E para que não me acusem de ser um articulista pessimista, tenho acompanhado de perto o trabalho da Câmara Municipal de Aracaju e a atuação de alguns parlamentares tem sido digno de nota honorífica.

Para que meus detratores não digam que não falei das flores, seguem algumas ideias ventiladas por vereadores que merecem destaque:

1 - O vereador Ricardo Marques tem acompanhado de perto a situação do transporte público e relatado diariamente a situação calamitosa dos passageiros em tempos de pandemia nas suas redes sociais.

2 - A vereadora Ângela Melo protocolou Projeto de Lei para que trabalhadores da educação tenham prioridade na vacinação do Covid-19.

3 - O vereador Breno Garibalde pediu apoio para a classe artística em mais um momento de restrições.

4 - A vereadora Linda Brasil lamentou o aumento de mortes pela Covid-19 e solicitou explicações sobre o Consórcio de Vacinas.

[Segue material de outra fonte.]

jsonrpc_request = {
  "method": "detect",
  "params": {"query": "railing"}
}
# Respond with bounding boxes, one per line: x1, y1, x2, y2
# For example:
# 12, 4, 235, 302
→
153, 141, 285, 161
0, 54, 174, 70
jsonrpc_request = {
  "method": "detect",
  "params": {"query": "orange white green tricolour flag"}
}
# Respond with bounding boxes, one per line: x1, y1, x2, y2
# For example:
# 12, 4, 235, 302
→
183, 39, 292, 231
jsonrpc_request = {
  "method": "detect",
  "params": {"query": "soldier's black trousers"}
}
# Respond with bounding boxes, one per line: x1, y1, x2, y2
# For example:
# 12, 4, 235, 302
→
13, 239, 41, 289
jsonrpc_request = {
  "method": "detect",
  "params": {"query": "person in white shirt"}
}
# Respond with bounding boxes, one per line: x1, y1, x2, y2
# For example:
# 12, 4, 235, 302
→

Outras tantas proposituras podem ser visualizadas no site da própria Câmara de Aracaju. Porém, um fato merece ser apresentado sem pudor algum: de nada adianta uma Câmara atuante, quando o Poder Executivo não movimenta-se na mesma sintonia.

Muitos problemas podem ser resolvidos via decreto ou mesmo em concordância com os vereadores. Um dos primeiros projetos de lei aprovado nessa legislatura foi a criação do dia do Surf, que aguarda tão somente a sanção do prefeito.

Um outro projeto de lei enviado pelo prefeito Edvaldo Nogueira tratou da criação de novos bairros, projeto esse que foi rebatido por alguns vereadores da oposição, entre eles, Ricardo Marques que não concordou com a urgência.

O que disse Ricardo Marques: “A única urgência e prioridade no momento é discutir as vidas, é focar na vacinação e na saúde das pessoas. Isso tem sido dito várias vezes aqui nesta Casa. Não entendo o porquê de tanta urgência para somente mudar o nome dos bairros”.

O questionamento do vereador é sintomático e detrator da nossa própria classe política que encontra em alguns representantes uma postura soberba, vil e alheia ao que acontece em nossa volta.

Encerro este artigo convidando os vereadores e os que compõem o Poder Executivo a descerem de suas torres de marfim e buscarem descobrir os efeitos de suas palavras fincadas no papel no dia-a-dia do aracajuano.

Observem atentamente que a lei deve proteger a personalidade, a liberdade e a propriedade de cada um, mas infelizmente, ela pode ser pervertida e posta a serviço de interesses particulares, tornando-se então um instrumento de opressão e perpetuação de enfermidades de ordem material e espiritual.

Aquilo que conseguimos ver nos salta aos olhos. Mas o que não conseguimos ver carece mais ainda de nossa atenção.

[*] É presidente do Instituto Liberal de Sergipe, professor e comentarista político.